While the economy is showing signs of improvement, U.S. employers remain concerned about the stability of the economy. This uncertainty is evident in the amount of money they are allocating toward pay raises and performance awards this year, according to a new survey by Hewitt Associates, a global human resources consulting and outsourcing company. Hewitt’s survey shows that companies are spending less on pay raises and variable pay awards in 2010 than they originally anticipated. But they are more optimistic about the future, with most expecting to bump up salary increases and variable pay awards in 2011.
Hewitt’s survey of more than 1,450 large companies shows that base salary increases for salaried exempt workers were 2.4 percent in 2010. These numbers are down from what employers originally projected in August 2009 (2.7 percent), but still higher than the record-low pay raises workers saw in 2009 (1.8 percent).
Salary increases are expected to bounce back slightly in 2011. For salaried exempt workers, salaried nonexempt workers and executives, Hewitt’s survey shows base pay increases of 2.9 percent. Nonunion hourly and union employees can anticipate salary increases of 2.8 percent.

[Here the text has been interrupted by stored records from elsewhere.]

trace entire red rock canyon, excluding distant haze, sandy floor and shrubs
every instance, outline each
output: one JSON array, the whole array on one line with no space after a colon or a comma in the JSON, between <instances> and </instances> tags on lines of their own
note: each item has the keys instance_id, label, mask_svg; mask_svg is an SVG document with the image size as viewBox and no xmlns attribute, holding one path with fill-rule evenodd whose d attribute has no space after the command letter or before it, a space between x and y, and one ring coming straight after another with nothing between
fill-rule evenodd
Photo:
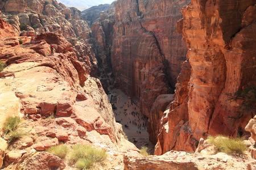
<instances>
[{"instance_id":1,"label":"entire red rock canyon, excluding distant haze, sandy floor and shrubs","mask_svg":"<svg viewBox=\"0 0 256 170\"><path fill-rule=\"evenodd\" d=\"M103 147L109 169L206 169L212 162L210 168L225 169L236 160L241 169L254 166L183 151L196 151L210 135L253 137L255 103L241 111L245 99L230 96L247 91L255 98L255 1L118 0L81 12L55 0L8 0L0 10L7 66L0 72L0 125L26 116L23 130L31 134L3 149L6 156L0 152L3 166L16 159L11 168L26 168L24 160L38 151L47 162L54 155L43 151L62 142ZM154 156L142 157L125 139L106 95L114 88L139 101Z\"/></svg>"}]
</instances>

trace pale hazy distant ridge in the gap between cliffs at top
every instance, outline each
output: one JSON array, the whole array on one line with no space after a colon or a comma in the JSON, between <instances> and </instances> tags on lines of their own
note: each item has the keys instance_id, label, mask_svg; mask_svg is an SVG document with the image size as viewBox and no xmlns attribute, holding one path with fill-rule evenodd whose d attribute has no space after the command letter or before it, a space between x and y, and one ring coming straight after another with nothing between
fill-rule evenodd
<instances>
[{"instance_id":1,"label":"pale hazy distant ridge in the gap between cliffs at top","mask_svg":"<svg viewBox=\"0 0 256 170\"><path fill-rule=\"evenodd\" d=\"M89 8L92 6L97 6L100 4L106 4L109 3L111 4L114 0L57 0L59 3L63 3L64 5L67 6L74 6L74 7L84 7L84 8Z\"/></svg>"}]
</instances>

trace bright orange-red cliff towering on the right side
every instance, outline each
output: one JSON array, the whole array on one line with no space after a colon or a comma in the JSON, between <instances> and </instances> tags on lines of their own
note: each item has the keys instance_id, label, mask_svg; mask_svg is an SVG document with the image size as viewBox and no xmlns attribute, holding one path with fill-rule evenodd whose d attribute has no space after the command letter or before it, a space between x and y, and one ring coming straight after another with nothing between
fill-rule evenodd
<instances>
[{"instance_id":1,"label":"bright orange-red cliff towering on the right side","mask_svg":"<svg viewBox=\"0 0 256 170\"><path fill-rule=\"evenodd\" d=\"M171 149L193 151L206 135L235 136L252 116L238 117L241 101L230 103L226 93L255 86L255 2L192 1L181 12L184 19L177 28L188 46L192 72L188 82L189 72L184 71L188 90L177 83L176 101L155 154ZM186 76L182 74L180 78ZM183 116L176 114L178 109Z\"/></svg>"}]
</instances>

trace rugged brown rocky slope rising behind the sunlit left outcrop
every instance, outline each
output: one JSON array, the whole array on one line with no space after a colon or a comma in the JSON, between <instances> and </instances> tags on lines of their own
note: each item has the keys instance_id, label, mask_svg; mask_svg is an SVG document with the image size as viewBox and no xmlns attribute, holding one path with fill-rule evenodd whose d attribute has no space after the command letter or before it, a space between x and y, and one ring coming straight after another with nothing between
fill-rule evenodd
<instances>
[{"instance_id":1,"label":"rugged brown rocky slope rising behind the sunlit left outcrop","mask_svg":"<svg viewBox=\"0 0 256 170\"><path fill-rule=\"evenodd\" d=\"M97 75L97 60L90 44L90 28L82 20L79 10L67 8L55 0L2 1L0 10L3 12L1 17L14 26L16 35L34 37L40 33L56 32L71 39L79 60L90 67L89 74Z\"/></svg>"}]
</instances>

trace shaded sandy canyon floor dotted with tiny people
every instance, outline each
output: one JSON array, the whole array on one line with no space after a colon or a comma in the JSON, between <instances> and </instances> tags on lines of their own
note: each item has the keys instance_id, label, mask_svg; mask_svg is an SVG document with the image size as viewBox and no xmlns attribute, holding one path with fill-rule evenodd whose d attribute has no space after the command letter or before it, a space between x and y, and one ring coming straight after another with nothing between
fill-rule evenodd
<instances>
[{"instance_id":1,"label":"shaded sandy canyon floor dotted with tiny people","mask_svg":"<svg viewBox=\"0 0 256 170\"><path fill-rule=\"evenodd\" d=\"M110 94L113 95L112 103L117 108L113 109L115 120L120 121L129 141L138 148L148 146L147 117L141 113L138 99L131 99L117 89L110 91Z\"/></svg>"}]
</instances>

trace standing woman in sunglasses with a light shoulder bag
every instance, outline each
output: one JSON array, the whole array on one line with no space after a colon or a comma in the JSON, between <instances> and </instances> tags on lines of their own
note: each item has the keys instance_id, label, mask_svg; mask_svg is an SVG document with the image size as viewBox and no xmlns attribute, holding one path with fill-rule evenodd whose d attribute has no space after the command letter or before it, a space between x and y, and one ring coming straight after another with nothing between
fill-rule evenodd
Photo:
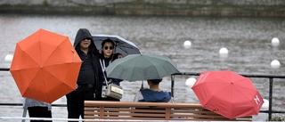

“Going into 2010, employers were optimistic that they would be able to allocate more money towards compensation, but the lagging economy and lower-than-expected company performance forced many employers to revise their spending,” said Ken Abosch, leader of Hewitt’s North American Broad-Based Compensation Consulting practice. “We predict a similar situation in 2011. Right now, employers believe they'll be able to raise salaries next year, but if the economy remains unstable, they'll be forced to readjust base pay increases to offset other spending or revenue shortfalls."